Year two…

It’s one of those days where I’m torn between my past and future.  Anniversary’s do that and yet, marking a bad day as an anniversary hardly seems the right thing to do… but we do.

We remember negative dates… the Air India Disaster, 9/11, John Kennedy’s Assassination, the Challenger Explosion and numerous other horrible days.  Many wars and events are remembered year after year… often people recalling the very place they were when an event occurred with details lodged in our memories.  We attach emotion to such dates… forever changing who we are as there is a great desire to learn from our past in order to move us forward.

Two years ago today my entire world came to a grinding halt.  While my little date in history doesn’t compare to the multiple heinous events that have shaped our world… to me, it’s a day I will never forget.  Every detail, every moment forged in my mind… replayed in slow motion… surreal.

It took awhile for me to fully comprehend what had happened.  I was so wrapped up in the demise of my marriage that I couldn’t believe the rest of the world was moving on while something so tragic was happening.  I remember driving by Starbucks wanting to yell at the people inside that they were crazy… life had stopped… why in the hell were they drinking coffee and acting normal when everything I knew as normal was gone?

Yet life went on.

As crazy and unbelievable as things were for me… life went on.

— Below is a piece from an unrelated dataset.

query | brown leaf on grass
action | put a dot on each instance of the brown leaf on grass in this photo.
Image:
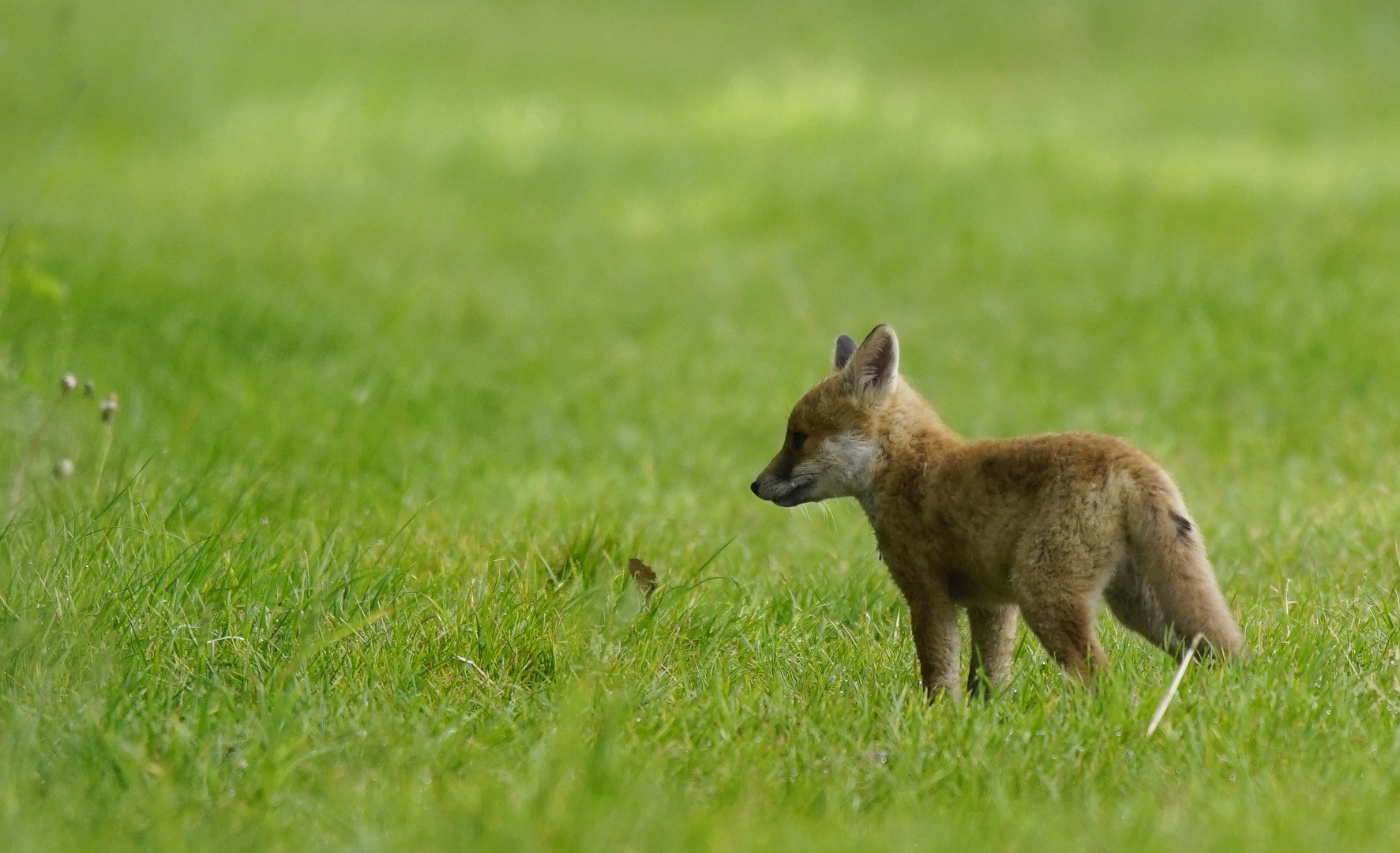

Eventually it hurt a little less.  I started to breathe.  Stopped feeling like a failure.  Stopped blaming myself.  Started to live again.

While I hardly want to pay credence to this one day… this one event in my life… it has changed me.  With each year that passes this day… it gets better.  I continue to move forward.  I am a better person for getting through the struggles of the last two years.  I am a stronger more confident person than I have ever been.  I am thankful for the opportunity to grow as a human being as no matter how difficult that day was and how much I wish to forget it… it is the starting point to measure how much I’ve accomplished and how grateful I am for all life has given me.

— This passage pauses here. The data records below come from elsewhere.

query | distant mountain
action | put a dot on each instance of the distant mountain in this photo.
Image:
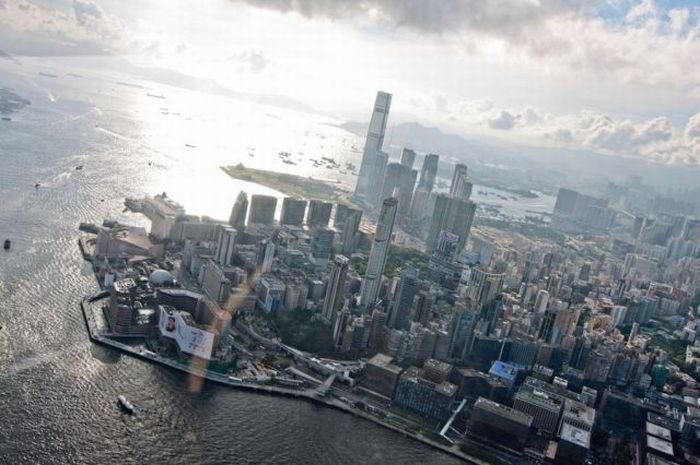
(211, 86)
(496, 161)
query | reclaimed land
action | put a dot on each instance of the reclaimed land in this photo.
(89, 316)
(289, 184)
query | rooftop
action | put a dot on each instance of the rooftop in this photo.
(656, 460)
(575, 435)
(133, 235)
(658, 431)
(579, 411)
(504, 411)
(437, 365)
(540, 398)
(660, 445)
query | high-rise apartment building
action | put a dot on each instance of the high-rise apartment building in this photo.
(293, 211)
(372, 153)
(262, 209)
(484, 286)
(225, 244)
(379, 252)
(460, 186)
(429, 172)
(319, 213)
(408, 158)
(399, 181)
(403, 302)
(239, 211)
(453, 215)
(334, 290)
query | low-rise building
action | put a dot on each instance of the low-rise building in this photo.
(500, 424)
(424, 397)
(380, 375)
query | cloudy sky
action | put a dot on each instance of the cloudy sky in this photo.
(619, 77)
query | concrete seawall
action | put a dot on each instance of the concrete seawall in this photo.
(308, 394)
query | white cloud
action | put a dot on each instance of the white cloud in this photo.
(250, 60)
(504, 121)
(27, 27)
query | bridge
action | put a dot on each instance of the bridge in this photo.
(448, 425)
(325, 388)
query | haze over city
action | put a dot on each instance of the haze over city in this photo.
(324, 231)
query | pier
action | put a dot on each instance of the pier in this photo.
(310, 394)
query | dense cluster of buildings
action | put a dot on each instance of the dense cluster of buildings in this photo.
(543, 342)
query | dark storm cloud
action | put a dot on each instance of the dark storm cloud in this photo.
(509, 19)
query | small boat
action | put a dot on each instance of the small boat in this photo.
(125, 405)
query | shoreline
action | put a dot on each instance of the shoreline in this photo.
(88, 315)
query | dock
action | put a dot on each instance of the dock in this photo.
(310, 394)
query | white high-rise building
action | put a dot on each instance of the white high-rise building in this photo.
(225, 245)
(460, 187)
(541, 301)
(379, 252)
(334, 289)
(371, 156)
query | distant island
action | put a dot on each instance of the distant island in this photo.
(11, 102)
(288, 184)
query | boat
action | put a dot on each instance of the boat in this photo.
(125, 405)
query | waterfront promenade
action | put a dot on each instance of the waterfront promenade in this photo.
(91, 313)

I’ve spent the last two years driving forward while looking in the rearview mirror… but no longer.  I’m looking ahead.  Excited about where I’m going… and what lies before me.

Two years ago my entire world came to a grinding hault yet life went on… and finally… after two long years I can finally say… I’m enjoying the ride.

4 Replies to “Year two…”

  1. Thank you for being so transparent at a time when your instinct would be to shut down. Your words are inspiring, funny, sometimes sad, but always hopeful. Thank you!

  2. As your world exploded you managed to make it through the rubble with grace. As Wilbur's father said in Meet the Robinsons, "Keep moving forward." The moral of this movie is a quote from Walt Disney, "Around here, however, we don't look backwards for very long. We keep moving forward, opening up new doors and doing new things… and curiosity keeps leading us down new paths." You're doing it; you're moving forward and as each day passes, it will get easier.

    Lorelei

  3. All of you… thanks. It's been wonderful having so much support. This blog has provided a wonderful outlet for me… even if I do keep SOME things private!!!